Introduction: Fake-out Stolen Stereo
For about a year and a half I lived in a sketchy section Oakland. My car was broken into on a weekly basis. I didn't really care much about it wen I had a car I didn't really care much about, but when I traded up I actually cared. In the first week I had it, it was broken into and the radio was stolen. I vowed my radio would never be stolen again. Here's how I fool the theives.
Step 1: The Set Up
For about a year and a half I lived in a sketchy section Oakland. My car was broken into on a weekly basis. I didn't really care much about it when I had a car I didn't really care much about, but when I traded up for an '83 Mercedes ready for a BioDiesel Conversion (You may be saying to yourself "That was trading UP?!") I actually cared, not because it was an awesome car, but because it was new-to-me and my pet project.

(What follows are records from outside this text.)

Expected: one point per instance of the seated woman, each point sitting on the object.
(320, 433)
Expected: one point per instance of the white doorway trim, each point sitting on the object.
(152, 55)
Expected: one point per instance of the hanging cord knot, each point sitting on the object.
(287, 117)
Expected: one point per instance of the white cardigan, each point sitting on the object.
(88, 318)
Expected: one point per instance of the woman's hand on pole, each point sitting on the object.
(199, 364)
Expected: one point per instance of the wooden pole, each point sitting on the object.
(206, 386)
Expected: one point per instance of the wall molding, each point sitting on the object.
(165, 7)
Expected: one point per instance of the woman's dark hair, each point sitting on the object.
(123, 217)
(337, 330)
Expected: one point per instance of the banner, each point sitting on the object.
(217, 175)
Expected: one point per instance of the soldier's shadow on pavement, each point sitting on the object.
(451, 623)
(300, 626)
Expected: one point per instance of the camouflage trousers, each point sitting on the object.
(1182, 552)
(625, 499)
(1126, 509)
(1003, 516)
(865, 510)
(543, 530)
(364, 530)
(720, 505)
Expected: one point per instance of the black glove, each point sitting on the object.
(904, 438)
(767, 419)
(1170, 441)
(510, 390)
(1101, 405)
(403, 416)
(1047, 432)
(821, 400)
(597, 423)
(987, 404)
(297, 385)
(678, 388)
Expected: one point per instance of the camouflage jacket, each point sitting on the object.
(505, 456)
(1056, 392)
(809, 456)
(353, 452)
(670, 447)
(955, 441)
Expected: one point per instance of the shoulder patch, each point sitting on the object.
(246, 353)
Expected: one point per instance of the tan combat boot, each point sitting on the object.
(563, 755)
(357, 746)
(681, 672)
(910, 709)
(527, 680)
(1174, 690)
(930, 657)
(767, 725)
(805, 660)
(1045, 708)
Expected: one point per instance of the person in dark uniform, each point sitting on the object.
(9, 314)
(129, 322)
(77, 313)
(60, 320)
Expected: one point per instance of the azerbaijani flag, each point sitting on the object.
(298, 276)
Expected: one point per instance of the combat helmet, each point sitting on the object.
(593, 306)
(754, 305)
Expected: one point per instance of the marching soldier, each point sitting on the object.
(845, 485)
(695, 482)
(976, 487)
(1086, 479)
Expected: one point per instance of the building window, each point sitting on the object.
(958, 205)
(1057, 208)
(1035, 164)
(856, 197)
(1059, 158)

In the first week I had it, it was broken into and the radio was stolen. This was a factory installed radio from 1983, complete with tape deck. Apparently the theives knew more about resale value than me, because when I processed it with the insurance company they told me that the original radio was actually worth more than the car (approx. $1300) and I had to negotiate with them not to total the car out.
In the end they gave me enough money to make repairs, replace the golden radio with something fancy and new, and have some left over.
The new radio had an iPod attachment that I wired through the glovebox, but more importantly it had a removable faceplate (tre modern!). The catch with the removable faceplate, is that even when you take the faceplate off and have the car off, there is a blinking red light on the empty dock, alerting theives to the fact that there is a nice radio in there, and possibly a faceplate tossed around somewhere too.
But I wasn't going to let my fancy new radio get stolen again - my insurance company was already getting suspicious from my once-a-week calls. I had a plan.
Step 2: Fit the Frame Around the Fake Radio
I found an old faceplate holder from (surprise!) my housemates stolen car radio. I cut one half of the box off (lengthwise) and dremmeled out a believably radio-sized hole in the center.
Step 3: Make It Look Jacked Up
I wrapped some electrical tape around the back, just to have some kind of rear surface and taped in some jagged wires - conveneintly left from the stolen radio. Then I stuck one side of sticky velcro to the back of the tape, and the other side to the empty radio face (the fuzzy side didn't impare the face-plate-attaching as much).
Its not perfect, but it does cover up the blinky light and looks pretty jacked up, especially if its dark out. So now when I'm parking the car overnight, I take the real faceplate off and put the janky faceplate on. I've only had one break in since (2 years!) and they didn't even notice the radio.